The reduction of inequality has long been on the political agenda of state actors. The recent adoption of the Sustainable Development Goals by the General Assembly of the United Nations on 25th September apparently underlines the ubiquitous consensus towards this objective, since the 10th Goal is to ‘reduce inequality within and among countries’. While world leaders agree on the importance of the goal, it is not said how to achieve it. Taking this as a point of departure for his lecture, Atkinson stated that ‘world leaders have to move out of their comfort zone’, if they are serious about reducing inequality. According to the distinguished economist, we can do much more than sceptics imagine. Atkinson has long been at the forefront of research on inequality, and brings his theoretical and practical experience to bear on its diverse problems.

Drawing from his latest book ‘Inequality: What Can Be Done?’, Sir Tony Atkinson presented an overview of the various forms of inequality and distinct proposals to tackle the different problems. Atkinson pointed out, that first and foremost there is no universal consensus on reducing inequality, since there are many powerful actors involved, which have little or no interest in changing the status quo. Secondly, even if a broad consensus on reducing inequality can be observed, there are very different definitions and approaches to fight inequality. Among the attending discussants there was the common agreement, that present inequality is an effect of globalization and technological change. In this regard Sir Tony Atkinson thoroughly worked out, that those developments are not an external or natural factor to human development but are shaped by decisions and thereby are political. Atkinson’s claim is to democratize the decision-making of those processes, which means that all stakeholders should be included and decision-making should be re-transferred into the realm of public policy. Atkinson’s proposals inter alia include the introduction of national saving bonds to small savers as well as public employment programmes. To demonstrate that his proposals are debatable, but not ‘off the wall’, Atkinson presented past initiatives as the US Humphrey-Hawkins Act of 1978 that pointed in the same direction. He underlined that his purpose is not to describe an utopian dream but to start a discussion to achieve the goal of reducing inequality.

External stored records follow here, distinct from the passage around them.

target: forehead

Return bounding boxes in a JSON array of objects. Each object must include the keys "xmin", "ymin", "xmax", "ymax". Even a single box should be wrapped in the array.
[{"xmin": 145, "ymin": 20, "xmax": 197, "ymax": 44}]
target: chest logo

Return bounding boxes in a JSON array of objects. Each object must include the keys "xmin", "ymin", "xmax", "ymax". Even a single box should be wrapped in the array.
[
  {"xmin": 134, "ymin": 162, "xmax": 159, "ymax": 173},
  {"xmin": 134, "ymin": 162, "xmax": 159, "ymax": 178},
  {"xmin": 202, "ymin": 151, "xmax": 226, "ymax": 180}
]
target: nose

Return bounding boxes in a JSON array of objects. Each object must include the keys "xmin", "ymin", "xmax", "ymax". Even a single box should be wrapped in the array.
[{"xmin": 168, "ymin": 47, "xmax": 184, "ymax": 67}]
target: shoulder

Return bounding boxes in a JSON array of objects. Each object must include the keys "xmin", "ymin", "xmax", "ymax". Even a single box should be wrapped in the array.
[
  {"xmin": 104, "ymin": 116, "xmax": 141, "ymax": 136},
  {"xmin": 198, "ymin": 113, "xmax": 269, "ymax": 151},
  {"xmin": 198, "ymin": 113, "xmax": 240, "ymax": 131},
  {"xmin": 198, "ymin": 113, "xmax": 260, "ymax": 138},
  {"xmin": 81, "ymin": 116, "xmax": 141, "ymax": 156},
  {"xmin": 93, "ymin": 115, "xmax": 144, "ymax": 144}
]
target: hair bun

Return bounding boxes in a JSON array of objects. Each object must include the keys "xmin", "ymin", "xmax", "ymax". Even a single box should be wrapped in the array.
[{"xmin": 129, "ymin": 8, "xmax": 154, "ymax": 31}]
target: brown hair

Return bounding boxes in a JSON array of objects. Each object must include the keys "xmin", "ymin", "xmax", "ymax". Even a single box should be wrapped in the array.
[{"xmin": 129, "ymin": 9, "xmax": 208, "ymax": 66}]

The lecture was enriched by the comments of Wolfram Richter, Professor for Public Economics at TU Dortmund. The following discussion with the audience was moderated by Prof. Claus Leggewie, Director of KWI and Co-Director of the Centre for Global Cooperation Research.

The lecture was organised jointly by the Käte Hamburger Kolleg / Centre for Global Cooperation Research and the Institute for Advanced Study in the Humanities (KWI).